Unfortunately this query returns 0 rows and validation passes and I receive this stack trace

Mysql::Error: Duplicate entry 'João Victor Santos' for key 2

If I execute this query in phpMyAdmin it correctly returns 1 result

SELECT `clients`.`id` FROM `clients` WHERE (`clients`.`nome` = 'João Victor Santos') LIMIT 1

Perhaps you've got an encoding issue.

I'm using Rails 3.0.3, Ruby 1.8.7 and the mysql gem. I can't switch to mysql2 gem because I'm running on Windows and this application will also run on Windows in production

You should absolutely not be running Rails applications on Windows in production. Find a way to host the app on *nix if at all possible.

Has anyone faced this problem?

Best,

I tried running on my linux VPS with Ruby 1.9.2 and the mysql2 gem and the problem still persists

The funny thing is that I have a view where you can filter all the clients and if I make it filter this particular client by running this query

SELECT `clients`.* FROM `clients` WHERE (nome LIKE '%João Victor Santos%') ORDER BY nome ASC LIMIT 30 OFFSET 0

It correctly returns 1 row

I'm starting to think the problem is with the BINARY in the validates uniqueness query, anyone knows a way to monkey-patch it to remove the BINARY keyword?

Please quote when replying.

Victor Cisneiros wrote in post #969879:

I tried running on my linux VPS with Ruby 1.9.2 and the mysql2 gem and the problem still persists

The funny thing is that I have a view where you can filter all the clients and if I make it filter this particular client by running this query

SELECT `clients`.* FROM `clients` WHERE (nome LIKE '%João Victor Santos%') ORDER BY nome ASC LIMIT 30 OFFSET 0

It correctly returns 1 row

I'm starting to think the problem is with the BINARY in the validates uniqueness query, anyone knows a way to monkey-patch it to remove the BINARY keyword?

That's probably not the issue. Did you investigate the encodings as I suggested in my earlier post?

Best,

That's probably not the issue. Did you investigate the encodings as I suggested in my earlier post?

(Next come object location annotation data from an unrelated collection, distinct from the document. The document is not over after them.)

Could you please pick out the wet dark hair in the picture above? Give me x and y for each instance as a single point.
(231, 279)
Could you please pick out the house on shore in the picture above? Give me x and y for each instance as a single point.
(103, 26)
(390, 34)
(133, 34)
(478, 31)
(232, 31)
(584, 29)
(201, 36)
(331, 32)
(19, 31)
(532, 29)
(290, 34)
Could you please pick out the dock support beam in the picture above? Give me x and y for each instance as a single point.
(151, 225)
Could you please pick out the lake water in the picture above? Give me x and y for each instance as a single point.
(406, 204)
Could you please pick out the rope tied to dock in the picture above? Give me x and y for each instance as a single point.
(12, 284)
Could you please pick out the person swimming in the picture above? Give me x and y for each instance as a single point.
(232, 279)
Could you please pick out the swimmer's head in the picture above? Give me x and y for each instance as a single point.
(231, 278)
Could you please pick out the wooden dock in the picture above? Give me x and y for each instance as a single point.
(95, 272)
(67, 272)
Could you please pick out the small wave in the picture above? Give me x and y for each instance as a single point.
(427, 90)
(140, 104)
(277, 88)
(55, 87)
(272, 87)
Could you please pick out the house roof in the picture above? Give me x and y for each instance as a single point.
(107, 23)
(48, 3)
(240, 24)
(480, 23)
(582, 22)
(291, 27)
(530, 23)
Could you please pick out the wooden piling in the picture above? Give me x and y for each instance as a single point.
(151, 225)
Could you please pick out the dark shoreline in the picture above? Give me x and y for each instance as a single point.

I don't have any encoding issue except on this query

Anyway I found out that if I put validates :nome, :presence => true, :uniqueness => { :case_sensitive => false }

instead of validates :nome, :presence => true, :uniqueness => true

The query changes and doesn't use BINARY anymore and guess what, it now works

Here is the generated sql now

SELECT `clients`.`id` FROM `clients` WHERE (LOWER(`clients`.`nome`) = LOWER('João Victor Santos')) LIMIT 1

It could be/ BINARY forces the comparison to be done byte by byte, but (assuming the column is a utf8 one) the character ã can be represented with more than one sequence of bytes.

Fred

Frederick Cheung wrote in post #969886:

> SELECT `clients`.* FROM `clients` WHERE (nome LIKE '%João Victor > Santos%') ORDER BY nome ASC LIMIT 30 OFFSET 0

> It correctly returns 1 row

> I'm starting to think the problem is with the BINARY in the validates > uniqueness query, anyone knows a way to monkey-patch it to remove the > BINARY keyword?

That's probably not the issue. Did you investigate the encodings as I suggested in my earlier post?

It could be/ BINARY forces the comparison to be done byte by byte, but (assuming the column is a utf8 one) the character can be represented with more than one sequence of bytes.

Oh, that's a really good point.

Fred

Best,